1708. Density Measurement for Tomosynthesis in Comparison: Deep Convolutional Neural Networks Versus Human BI-RADS Density Scores
Authors * Denotes Presenting Author
  1. Noemi Schmidt *; University Hospital Basel
  2. Karol Borkowski; University Hospital Zurich
  3. Patryk Hejduk; University Hospital Zurich
  4. Bram Stieltjes; University Hospital Basel
  5. Claudia Buehler; University Hospital Basel
  6. Thomas Weikert; University Hospital Basel
  7. Sophie Dellas; University Hospital Basel
High breast density is a well-known risk factor for breast cancer. The aim of this study was to develop and adapt two deep convolutional neural networks (DCNN) for an automatic classification of breast density based on the mammographic appearance of the tissue on synthetic 2D tomosynthesis cranicaudal (CC) and mediolateral oblique (MLO) projections.

Materials and Methods:
In this study, 5008 mammography tomosynthesis-based synthetic images from 1285 different patients (57 ± 37 years) were downloaded from the picture archiving and communications system of our institution and labeled according the ACR density (a-d) by a radiologist with 2 years of experience in breast imaging. Two DCNN with 11 convolutional layers and 3 fully connected layers were trained with 70% of the data, whereas 30% were used for validation. The models were finally applied to a test dataset of 460 images. Those were completely independent from the data used for training and validation. The models were tested against the following three readers and accuracies (correct classifcations / all classifications) were calculated: I) a radiologist with 2 years of experience in mammographic imaging (reader1A), II) the same breast radiologist 1 month later (reader1B), III) a radiologist with 11 years of experience in mammographic imaging (reader 2). Inter- and intra-reader reliabilities of the density classifications between both readers were assessed by calculating Cohen’s kappa coefficients with quadratic weights.
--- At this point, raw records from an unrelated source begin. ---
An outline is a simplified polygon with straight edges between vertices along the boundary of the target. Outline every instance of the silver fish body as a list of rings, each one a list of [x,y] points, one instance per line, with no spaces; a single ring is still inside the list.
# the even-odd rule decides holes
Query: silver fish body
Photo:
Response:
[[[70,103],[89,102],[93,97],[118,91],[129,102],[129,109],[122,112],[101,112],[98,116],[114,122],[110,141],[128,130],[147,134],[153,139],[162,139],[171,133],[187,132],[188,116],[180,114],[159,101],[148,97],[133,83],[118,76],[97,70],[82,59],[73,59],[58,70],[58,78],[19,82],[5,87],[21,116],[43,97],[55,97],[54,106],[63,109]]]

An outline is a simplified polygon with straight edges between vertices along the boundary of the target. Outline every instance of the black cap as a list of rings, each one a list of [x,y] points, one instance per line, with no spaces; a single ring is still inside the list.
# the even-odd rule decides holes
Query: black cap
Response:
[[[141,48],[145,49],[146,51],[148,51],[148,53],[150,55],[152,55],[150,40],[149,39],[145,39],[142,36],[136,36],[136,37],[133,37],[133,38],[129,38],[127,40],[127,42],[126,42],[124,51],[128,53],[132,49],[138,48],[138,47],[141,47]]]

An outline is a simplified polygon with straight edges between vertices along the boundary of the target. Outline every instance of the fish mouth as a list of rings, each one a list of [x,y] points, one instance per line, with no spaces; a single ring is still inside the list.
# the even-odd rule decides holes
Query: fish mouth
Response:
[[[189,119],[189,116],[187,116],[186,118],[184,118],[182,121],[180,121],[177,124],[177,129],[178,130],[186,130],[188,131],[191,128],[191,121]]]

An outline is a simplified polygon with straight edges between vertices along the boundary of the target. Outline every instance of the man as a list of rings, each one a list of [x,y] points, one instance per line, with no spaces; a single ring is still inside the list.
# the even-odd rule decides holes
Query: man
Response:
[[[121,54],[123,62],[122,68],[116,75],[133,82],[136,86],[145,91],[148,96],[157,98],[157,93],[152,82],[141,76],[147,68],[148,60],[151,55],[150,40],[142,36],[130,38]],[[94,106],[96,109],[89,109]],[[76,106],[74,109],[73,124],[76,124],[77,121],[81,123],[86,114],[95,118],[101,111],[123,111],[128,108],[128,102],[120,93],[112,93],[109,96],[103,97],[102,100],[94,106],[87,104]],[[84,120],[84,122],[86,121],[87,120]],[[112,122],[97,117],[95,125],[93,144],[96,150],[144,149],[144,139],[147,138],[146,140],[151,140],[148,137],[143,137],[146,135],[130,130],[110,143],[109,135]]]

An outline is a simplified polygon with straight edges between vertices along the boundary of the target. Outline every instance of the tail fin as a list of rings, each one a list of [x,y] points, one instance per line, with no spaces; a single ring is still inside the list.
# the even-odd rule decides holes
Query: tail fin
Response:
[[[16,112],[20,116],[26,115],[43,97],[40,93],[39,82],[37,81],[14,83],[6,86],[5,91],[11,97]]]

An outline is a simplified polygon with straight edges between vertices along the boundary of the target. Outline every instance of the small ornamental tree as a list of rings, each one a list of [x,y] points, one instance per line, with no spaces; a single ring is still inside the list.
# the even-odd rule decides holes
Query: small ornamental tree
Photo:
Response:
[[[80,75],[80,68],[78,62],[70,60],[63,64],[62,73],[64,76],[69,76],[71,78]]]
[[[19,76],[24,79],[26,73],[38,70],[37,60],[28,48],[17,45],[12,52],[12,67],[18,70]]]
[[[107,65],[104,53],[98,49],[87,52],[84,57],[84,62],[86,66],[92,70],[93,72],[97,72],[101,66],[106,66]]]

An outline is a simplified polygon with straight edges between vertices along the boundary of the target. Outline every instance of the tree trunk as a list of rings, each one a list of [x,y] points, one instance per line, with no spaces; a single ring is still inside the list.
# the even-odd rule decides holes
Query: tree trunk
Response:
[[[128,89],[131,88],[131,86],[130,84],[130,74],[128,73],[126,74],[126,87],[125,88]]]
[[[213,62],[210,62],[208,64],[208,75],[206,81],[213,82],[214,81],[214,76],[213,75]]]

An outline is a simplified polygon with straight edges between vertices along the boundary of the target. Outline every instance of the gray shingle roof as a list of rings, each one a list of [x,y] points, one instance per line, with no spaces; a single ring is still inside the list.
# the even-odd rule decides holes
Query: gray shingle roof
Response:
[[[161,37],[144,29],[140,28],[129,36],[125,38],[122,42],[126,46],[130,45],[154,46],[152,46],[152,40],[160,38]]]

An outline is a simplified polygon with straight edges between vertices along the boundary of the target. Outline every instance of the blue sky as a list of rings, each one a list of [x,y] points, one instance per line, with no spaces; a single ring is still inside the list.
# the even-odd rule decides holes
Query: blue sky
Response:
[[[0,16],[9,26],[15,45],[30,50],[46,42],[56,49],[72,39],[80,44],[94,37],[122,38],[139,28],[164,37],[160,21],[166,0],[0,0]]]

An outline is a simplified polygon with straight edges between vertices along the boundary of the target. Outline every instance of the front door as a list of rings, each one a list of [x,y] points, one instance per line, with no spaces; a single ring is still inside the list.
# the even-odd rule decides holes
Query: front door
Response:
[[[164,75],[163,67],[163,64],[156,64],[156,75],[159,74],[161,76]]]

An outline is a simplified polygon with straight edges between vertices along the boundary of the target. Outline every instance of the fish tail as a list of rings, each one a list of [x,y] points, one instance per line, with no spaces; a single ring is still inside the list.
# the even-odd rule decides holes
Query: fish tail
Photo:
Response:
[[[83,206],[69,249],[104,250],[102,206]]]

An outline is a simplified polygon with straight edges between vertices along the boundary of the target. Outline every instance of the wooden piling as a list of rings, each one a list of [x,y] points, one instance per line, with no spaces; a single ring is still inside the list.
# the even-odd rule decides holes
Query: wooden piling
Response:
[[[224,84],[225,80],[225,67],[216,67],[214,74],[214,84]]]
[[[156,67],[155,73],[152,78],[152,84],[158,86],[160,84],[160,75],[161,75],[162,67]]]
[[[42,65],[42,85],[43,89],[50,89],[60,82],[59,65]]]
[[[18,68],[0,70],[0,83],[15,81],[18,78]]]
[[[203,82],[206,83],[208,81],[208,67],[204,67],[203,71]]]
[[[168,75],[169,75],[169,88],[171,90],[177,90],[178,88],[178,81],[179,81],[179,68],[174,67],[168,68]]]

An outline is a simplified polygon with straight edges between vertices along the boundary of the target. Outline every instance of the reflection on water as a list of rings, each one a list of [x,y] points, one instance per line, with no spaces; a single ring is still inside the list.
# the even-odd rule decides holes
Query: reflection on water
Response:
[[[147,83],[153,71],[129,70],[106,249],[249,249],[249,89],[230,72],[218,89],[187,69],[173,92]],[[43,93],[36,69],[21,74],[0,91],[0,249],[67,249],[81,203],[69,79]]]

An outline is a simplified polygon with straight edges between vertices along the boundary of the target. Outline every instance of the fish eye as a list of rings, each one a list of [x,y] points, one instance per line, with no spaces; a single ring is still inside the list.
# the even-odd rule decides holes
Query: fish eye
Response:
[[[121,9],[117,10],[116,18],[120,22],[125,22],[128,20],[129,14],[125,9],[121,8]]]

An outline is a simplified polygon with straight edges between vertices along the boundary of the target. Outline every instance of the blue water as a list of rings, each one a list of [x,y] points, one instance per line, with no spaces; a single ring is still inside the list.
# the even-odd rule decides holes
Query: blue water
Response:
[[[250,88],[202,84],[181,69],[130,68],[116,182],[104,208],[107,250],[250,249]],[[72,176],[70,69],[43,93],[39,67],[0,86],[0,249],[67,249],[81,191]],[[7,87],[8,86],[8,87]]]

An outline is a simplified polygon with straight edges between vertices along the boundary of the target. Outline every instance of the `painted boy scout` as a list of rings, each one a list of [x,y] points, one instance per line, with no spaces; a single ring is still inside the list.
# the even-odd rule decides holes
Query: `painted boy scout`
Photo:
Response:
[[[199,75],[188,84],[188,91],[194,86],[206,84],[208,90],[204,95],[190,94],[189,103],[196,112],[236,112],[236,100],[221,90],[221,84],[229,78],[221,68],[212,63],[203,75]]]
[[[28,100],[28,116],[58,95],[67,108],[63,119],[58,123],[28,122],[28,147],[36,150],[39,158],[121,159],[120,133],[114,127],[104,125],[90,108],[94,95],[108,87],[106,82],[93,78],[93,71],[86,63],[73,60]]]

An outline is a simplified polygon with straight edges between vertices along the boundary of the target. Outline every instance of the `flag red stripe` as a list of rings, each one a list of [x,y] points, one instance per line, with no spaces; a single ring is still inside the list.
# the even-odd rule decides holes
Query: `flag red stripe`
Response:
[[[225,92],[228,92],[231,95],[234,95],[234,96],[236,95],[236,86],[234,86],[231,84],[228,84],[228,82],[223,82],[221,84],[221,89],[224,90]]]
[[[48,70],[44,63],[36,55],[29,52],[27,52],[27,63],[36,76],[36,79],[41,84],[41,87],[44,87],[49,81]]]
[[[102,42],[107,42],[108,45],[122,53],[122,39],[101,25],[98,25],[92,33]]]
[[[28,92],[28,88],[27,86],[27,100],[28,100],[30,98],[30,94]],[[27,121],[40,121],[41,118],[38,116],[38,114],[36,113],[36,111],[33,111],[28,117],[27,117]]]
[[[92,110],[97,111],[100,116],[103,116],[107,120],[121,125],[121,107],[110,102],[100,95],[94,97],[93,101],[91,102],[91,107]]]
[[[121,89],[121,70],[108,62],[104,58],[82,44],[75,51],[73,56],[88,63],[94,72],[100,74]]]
Two separate models for MLO and CC projections were successfully trained. For both models the “sweet spot“ for training avoiding overfitting required 160 epochs. The average accuracies of the DCNNs compared to reader1A were 82 % on CC and 86% on MLO projections with a 95% confidence interval. Compared to reader1B, the second read of reader1 one month later, the average accuracies of the DCNN were 80 % (CC) and 84% (MLO). A good accordance was also found between reader2 and the DCNN reaching an average accuracy of 76% for CC and 81% MLO, respectively. For combined MLO and CC projections the intra-reader agreement for reader1 was “almost perfect” with a kappa score of 0.82. The inter-reader agreement between reader1 and reader2 was evaluated as “substantial” amounting a kappa of 0.77.

DCNNs may be used to mimic human decision making in the breast density assessment for synthetic 2D tomosynthesis with high accuracy. The proposed technique may be useful for accurate, standardized and observer independent breast density evaluation of tomosynthesis.